1. Formation: 1887-1932
2. Chester and London: 1932-1945
3. Archbishop of Canterbury, 1945-1961: The Church of England
4. Archbishop of Canterbury, 1945-1961: The Anglican Communion
5. Archbishop of Canterbury, 1945-1961: Ecumenical Outreach
6. Archbishop of Canterbury, 1945-1961: Church and State
7. Retirement: 1961-1972
Endorsements and Reviews
A superb portrait, it is the work of a historian of genuine distinction.
Andrew Chandler, George Bell Institute, University of Chichester
What a splendid book. Thought-provoking, exceedingly well written, wise and balanced in its account – not only of Fisher’s abilities and achievements but also of his deficiencies and missed opportunities, Hein’s work skillfully
blends biography and theological analysis with political, cultural, and social history.

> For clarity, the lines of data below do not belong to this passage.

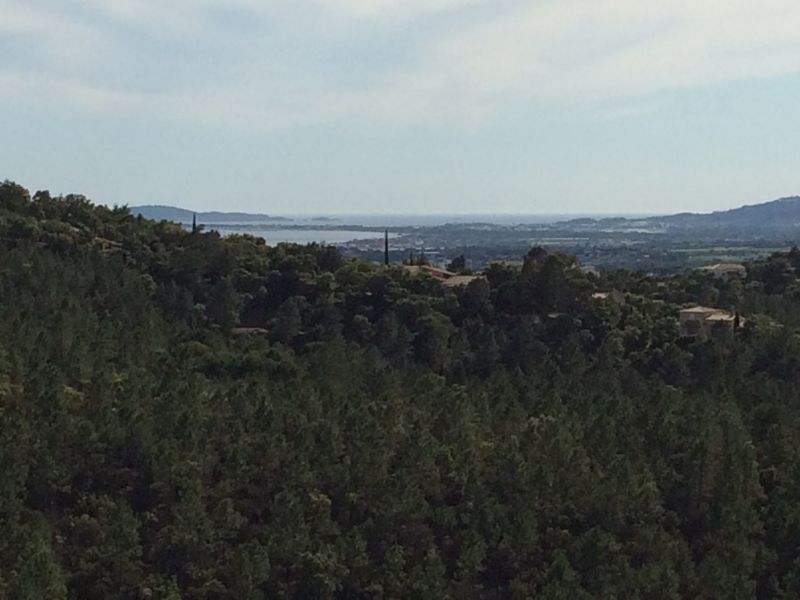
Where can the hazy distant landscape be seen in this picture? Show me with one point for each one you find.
(660, 243)
(399, 300)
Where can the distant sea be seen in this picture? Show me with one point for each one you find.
(333, 228)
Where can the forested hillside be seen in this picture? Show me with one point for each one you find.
(189, 416)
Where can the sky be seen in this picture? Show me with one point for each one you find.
(404, 106)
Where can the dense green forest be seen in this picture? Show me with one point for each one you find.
(189, 416)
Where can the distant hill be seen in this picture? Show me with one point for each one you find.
(782, 214)
(181, 215)
(777, 216)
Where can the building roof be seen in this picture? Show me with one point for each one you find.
(702, 310)
(457, 280)
(721, 317)
(724, 267)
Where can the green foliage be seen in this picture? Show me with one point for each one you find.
(189, 416)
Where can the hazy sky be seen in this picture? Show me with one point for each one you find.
(443, 106)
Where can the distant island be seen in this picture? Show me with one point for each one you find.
(181, 215)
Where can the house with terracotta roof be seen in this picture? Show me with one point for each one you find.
(725, 271)
(445, 277)
(702, 320)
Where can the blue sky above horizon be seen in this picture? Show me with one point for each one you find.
(404, 106)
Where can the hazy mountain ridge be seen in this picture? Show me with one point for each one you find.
(783, 213)
(160, 212)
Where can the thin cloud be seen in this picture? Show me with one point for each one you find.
(468, 66)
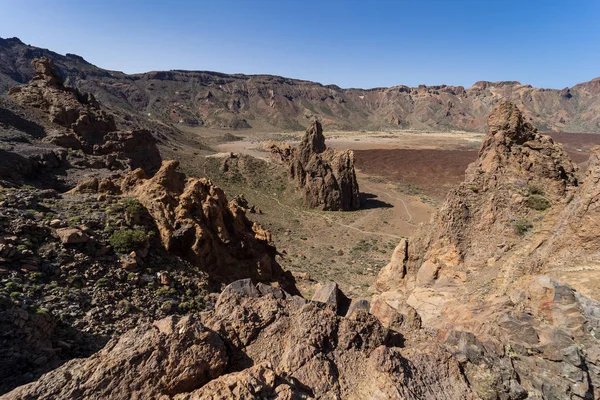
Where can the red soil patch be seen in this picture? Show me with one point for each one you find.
(435, 171)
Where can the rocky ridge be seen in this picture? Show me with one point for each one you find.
(326, 176)
(81, 258)
(475, 273)
(196, 221)
(216, 100)
(259, 342)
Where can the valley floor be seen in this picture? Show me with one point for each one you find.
(403, 177)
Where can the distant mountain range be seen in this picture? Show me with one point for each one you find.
(216, 100)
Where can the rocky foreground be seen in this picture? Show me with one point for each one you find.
(134, 285)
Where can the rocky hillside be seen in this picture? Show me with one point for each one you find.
(326, 176)
(507, 270)
(91, 242)
(164, 100)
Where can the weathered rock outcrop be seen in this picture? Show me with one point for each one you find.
(196, 222)
(28, 345)
(474, 273)
(64, 106)
(236, 101)
(326, 176)
(88, 126)
(259, 342)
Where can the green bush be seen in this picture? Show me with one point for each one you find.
(522, 226)
(128, 240)
(13, 287)
(537, 202)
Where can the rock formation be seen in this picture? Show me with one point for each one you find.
(239, 101)
(259, 342)
(196, 222)
(88, 126)
(473, 273)
(326, 176)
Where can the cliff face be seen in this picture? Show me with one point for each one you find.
(508, 266)
(269, 102)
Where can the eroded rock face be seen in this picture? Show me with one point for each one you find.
(475, 272)
(326, 176)
(65, 106)
(157, 360)
(259, 342)
(88, 126)
(489, 226)
(196, 222)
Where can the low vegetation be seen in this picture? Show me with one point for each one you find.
(537, 202)
(128, 240)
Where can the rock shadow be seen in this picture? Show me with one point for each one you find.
(369, 201)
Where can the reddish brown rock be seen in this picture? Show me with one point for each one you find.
(473, 273)
(195, 221)
(257, 343)
(72, 235)
(152, 361)
(326, 176)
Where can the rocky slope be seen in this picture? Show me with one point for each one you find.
(475, 272)
(238, 101)
(91, 247)
(259, 342)
(326, 176)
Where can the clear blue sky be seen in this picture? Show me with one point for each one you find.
(546, 43)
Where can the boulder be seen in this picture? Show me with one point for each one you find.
(329, 293)
(196, 222)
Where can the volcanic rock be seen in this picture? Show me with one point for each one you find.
(196, 222)
(326, 176)
(64, 106)
(256, 346)
(88, 126)
(475, 272)
(71, 236)
(157, 360)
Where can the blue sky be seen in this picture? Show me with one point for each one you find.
(551, 43)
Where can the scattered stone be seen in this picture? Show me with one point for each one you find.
(72, 235)
(326, 176)
(329, 293)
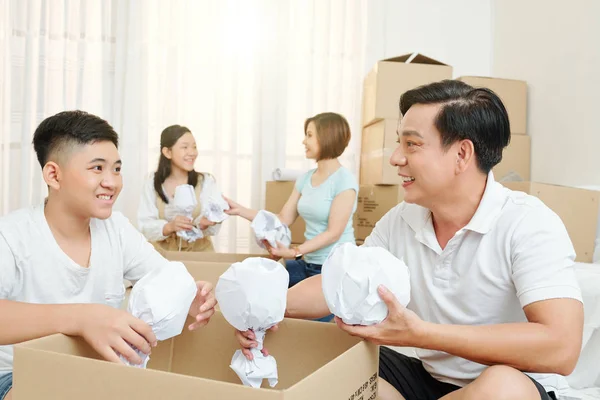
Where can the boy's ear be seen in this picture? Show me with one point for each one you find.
(52, 175)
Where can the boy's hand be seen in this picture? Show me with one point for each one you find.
(203, 306)
(111, 331)
(248, 341)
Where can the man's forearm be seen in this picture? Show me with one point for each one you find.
(526, 346)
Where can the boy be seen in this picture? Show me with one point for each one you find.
(62, 263)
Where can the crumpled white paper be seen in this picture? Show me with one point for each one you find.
(252, 295)
(351, 276)
(162, 299)
(185, 202)
(267, 226)
(213, 203)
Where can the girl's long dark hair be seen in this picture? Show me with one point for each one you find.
(168, 138)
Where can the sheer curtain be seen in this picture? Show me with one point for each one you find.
(242, 75)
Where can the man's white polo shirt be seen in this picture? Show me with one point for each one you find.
(513, 252)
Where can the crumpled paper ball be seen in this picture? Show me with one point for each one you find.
(162, 299)
(185, 202)
(252, 295)
(351, 276)
(267, 226)
(213, 203)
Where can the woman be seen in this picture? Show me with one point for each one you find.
(325, 197)
(158, 218)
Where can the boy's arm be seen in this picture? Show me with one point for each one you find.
(106, 329)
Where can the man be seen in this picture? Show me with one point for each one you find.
(62, 263)
(493, 293)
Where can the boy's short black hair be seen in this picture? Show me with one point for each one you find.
(57, 133)
(476, 114)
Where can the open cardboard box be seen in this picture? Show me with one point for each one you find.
(315, 361)
(201, 256)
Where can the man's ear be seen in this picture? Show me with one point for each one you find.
(465, 155)
(52, 175)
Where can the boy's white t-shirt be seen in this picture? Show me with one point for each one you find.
(34, 269)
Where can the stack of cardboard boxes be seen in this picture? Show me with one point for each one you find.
(578, 208)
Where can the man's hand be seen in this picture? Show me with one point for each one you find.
(205, 223)
(402, 327)
(203, 306)
(111, 332)
(248, 341)
(234, 208)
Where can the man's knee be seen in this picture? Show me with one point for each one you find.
(502, 383)
(386, 391)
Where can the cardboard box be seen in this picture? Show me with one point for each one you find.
(209, 257)
(277, 194)
(578, 209)
(374, 201)
(390, 78)
(512, 93)
(378, 144)
(516, 159)
(314, 360)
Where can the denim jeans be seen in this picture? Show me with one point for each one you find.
(300, 270)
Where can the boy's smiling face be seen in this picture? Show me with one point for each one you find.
(87, 178)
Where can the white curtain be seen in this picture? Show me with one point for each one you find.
(242, 75)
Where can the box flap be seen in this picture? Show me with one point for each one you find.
(209, 257)
(206, 271)
(472, 77)
(415, 58)
(288, 345)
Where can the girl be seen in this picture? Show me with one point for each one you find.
(325, 197)
(157, 215)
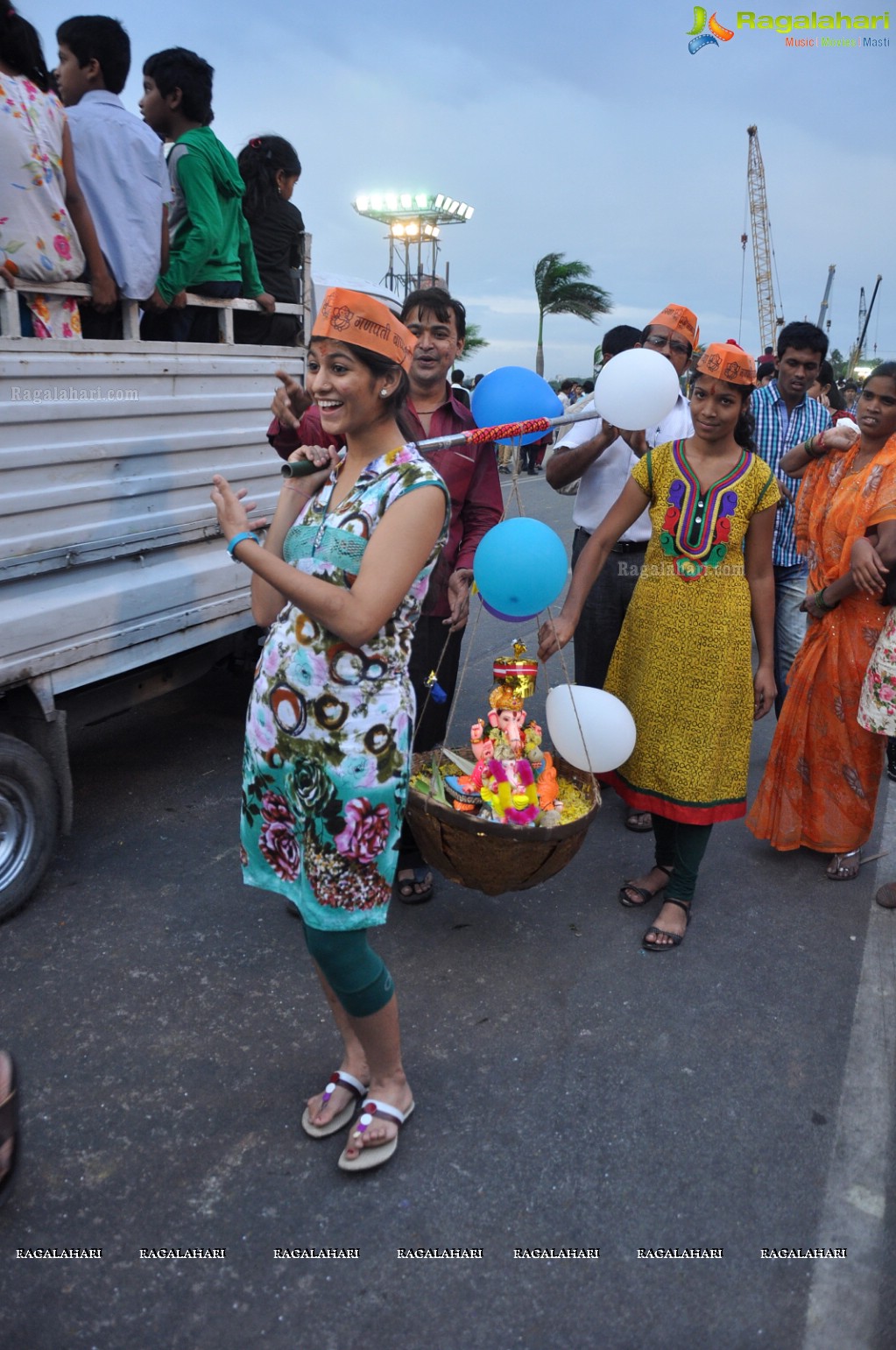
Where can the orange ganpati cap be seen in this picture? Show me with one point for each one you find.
(729, 362)
(679, 320)
(354, 317)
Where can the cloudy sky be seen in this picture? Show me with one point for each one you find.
(578, 127)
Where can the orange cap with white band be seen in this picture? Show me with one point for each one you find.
(729, 362)
(679, 320)
(363, 322)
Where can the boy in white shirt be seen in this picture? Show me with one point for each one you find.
(120, 162)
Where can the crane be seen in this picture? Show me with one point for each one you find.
(769, 320)
(864, 317)
(828, 291)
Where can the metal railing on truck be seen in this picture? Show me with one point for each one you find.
(112, 570)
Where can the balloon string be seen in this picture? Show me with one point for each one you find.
(575, 710)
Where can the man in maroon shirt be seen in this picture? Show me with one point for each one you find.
(439, 323)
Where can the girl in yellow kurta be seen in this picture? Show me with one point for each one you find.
(683, 661)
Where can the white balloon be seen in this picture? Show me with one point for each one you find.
(636, 389)
(590, 728)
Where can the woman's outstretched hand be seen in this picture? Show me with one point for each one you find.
(232, 512)
(554, 635)
(868, 571)
(326, 459)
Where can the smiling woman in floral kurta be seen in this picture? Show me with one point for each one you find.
(339, 581)
(329, 725)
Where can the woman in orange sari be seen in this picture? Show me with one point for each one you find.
(819, 788)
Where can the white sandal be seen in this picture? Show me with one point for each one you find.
(377, 1153)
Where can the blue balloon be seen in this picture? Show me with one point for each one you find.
(519, 567)
(513, 393)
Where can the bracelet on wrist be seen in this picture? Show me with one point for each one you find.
(237, 539)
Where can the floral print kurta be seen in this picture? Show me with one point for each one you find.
(38, 241)
(329, 726)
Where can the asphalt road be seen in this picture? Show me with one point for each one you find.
(573, 1092)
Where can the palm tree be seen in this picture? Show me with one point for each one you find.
(561, 288)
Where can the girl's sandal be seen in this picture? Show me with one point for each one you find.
(843, 867)
(641, 890)
(675, 938)
(337, 1080)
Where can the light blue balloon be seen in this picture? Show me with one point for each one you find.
(513, 393)
(519, 567)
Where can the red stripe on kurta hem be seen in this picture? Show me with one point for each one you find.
(688, 813)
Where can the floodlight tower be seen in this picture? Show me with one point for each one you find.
(414, 222)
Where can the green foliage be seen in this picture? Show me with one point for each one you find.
(563, 288)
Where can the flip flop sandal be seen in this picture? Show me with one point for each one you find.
(641, 890)
(675, 938)
(634, 823)
(836, 863)
(377, 1153)
(406, 887)
(337, 1080)
(10, 1132)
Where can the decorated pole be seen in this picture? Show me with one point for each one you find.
(476, 436)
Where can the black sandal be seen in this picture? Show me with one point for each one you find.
(10, 1130)
(643, 891)
(675, 938)
(417, 888)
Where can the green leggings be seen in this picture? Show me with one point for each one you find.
(681, 848)
(352, 970)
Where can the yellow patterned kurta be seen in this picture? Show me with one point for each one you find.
(683, 661)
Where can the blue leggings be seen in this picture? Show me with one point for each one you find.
(352, 970)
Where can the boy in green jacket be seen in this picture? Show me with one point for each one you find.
(211, 249)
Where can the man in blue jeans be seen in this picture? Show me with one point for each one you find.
(786, 416)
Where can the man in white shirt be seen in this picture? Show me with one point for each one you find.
(120, 162)
(602, 458)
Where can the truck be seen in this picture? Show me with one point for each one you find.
(115, 583)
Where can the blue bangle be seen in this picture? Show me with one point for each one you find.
(237, 539)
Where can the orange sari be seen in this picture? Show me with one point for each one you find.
(821, 782)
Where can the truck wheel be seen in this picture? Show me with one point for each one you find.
(29, 821)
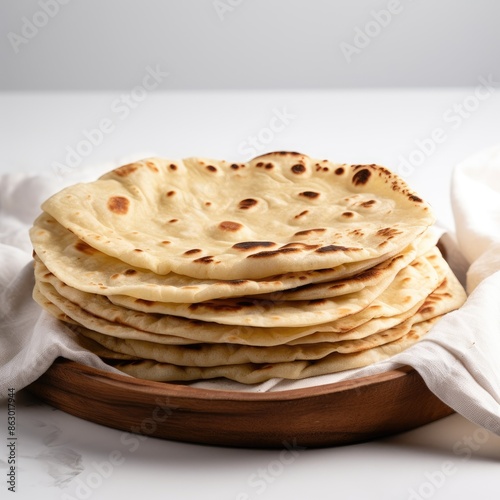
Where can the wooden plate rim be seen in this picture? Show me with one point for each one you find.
(198, 393)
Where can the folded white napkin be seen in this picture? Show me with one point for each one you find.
(458, 359)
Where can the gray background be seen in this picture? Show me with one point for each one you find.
(107, 44)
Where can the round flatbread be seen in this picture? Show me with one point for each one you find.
(254, 373)
(279, 213)
(81, 266)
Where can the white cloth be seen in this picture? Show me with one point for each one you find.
(458, 359)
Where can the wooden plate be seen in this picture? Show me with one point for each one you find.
(328, 415)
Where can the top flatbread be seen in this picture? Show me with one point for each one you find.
(281, 212)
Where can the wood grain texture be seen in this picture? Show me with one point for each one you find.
(330, 415)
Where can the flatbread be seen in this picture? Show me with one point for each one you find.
(254, 373)
(91, 311)
(279, 213)
(81, 266)
(413, 283)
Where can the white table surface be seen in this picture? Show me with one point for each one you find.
(63, 457)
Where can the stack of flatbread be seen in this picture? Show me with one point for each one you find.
(284, 266)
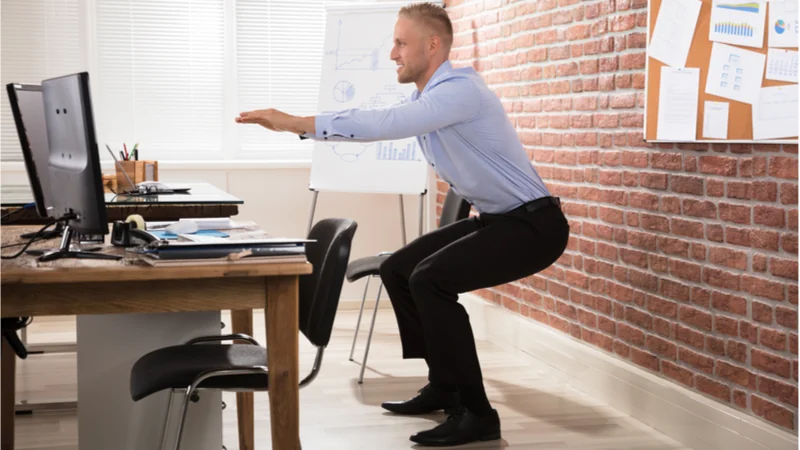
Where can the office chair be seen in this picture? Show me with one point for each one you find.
(454, 209)
(241, 367)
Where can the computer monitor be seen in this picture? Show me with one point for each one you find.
(75, 176)
(27, 107)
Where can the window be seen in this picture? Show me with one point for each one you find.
(173, 74)
(160, 77)
(40, 39)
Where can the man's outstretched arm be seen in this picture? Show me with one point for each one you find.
(449, 103)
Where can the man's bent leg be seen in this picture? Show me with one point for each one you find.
(396, 272)
(503, 250)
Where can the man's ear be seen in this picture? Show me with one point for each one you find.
(434, 43)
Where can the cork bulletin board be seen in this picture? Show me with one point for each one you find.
(740, 118)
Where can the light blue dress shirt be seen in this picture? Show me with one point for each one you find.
(464, 134)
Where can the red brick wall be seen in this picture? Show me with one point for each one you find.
(682, 258)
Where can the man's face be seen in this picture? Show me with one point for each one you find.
(409, 51)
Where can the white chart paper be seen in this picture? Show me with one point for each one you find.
(735, 73)
(677, 104)
(775, 113)
(782, 65)
(715, 120)
(783, 23)
(674, 31)
(738, 22)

David L. Holmes, College of William and Mary
Professor Hein has written a sensitive essay on Fisher … it will have had the beneficial result of bringing us to reappraise his contribution, and see him in a fresher light and perhaps with a greater degree of sympathy than his reputation has enjoyed thus far.
Compiled with a scholar’s attention to detail. It is immensely readable, with plenty of good stories and succinct summings-up. … Hein covers clearly and concisely all the great issues of Church and State with which Fisher had to deal.
This volume should find its way on to the shelf of every priest’s study as it both informs and enriches our understanding about a crucial period of Anglican and ecumenical history.
John A. Moses, in Journal of Religious History
In a lively and well written portrait Hein succeeds in giving us some understanding of what made Fisher ‘tick’ and the work pulls no punches about its subject’s shortcomings. … The work has many merits and it is a good starting point for an introduction to Fisher’s life and thought.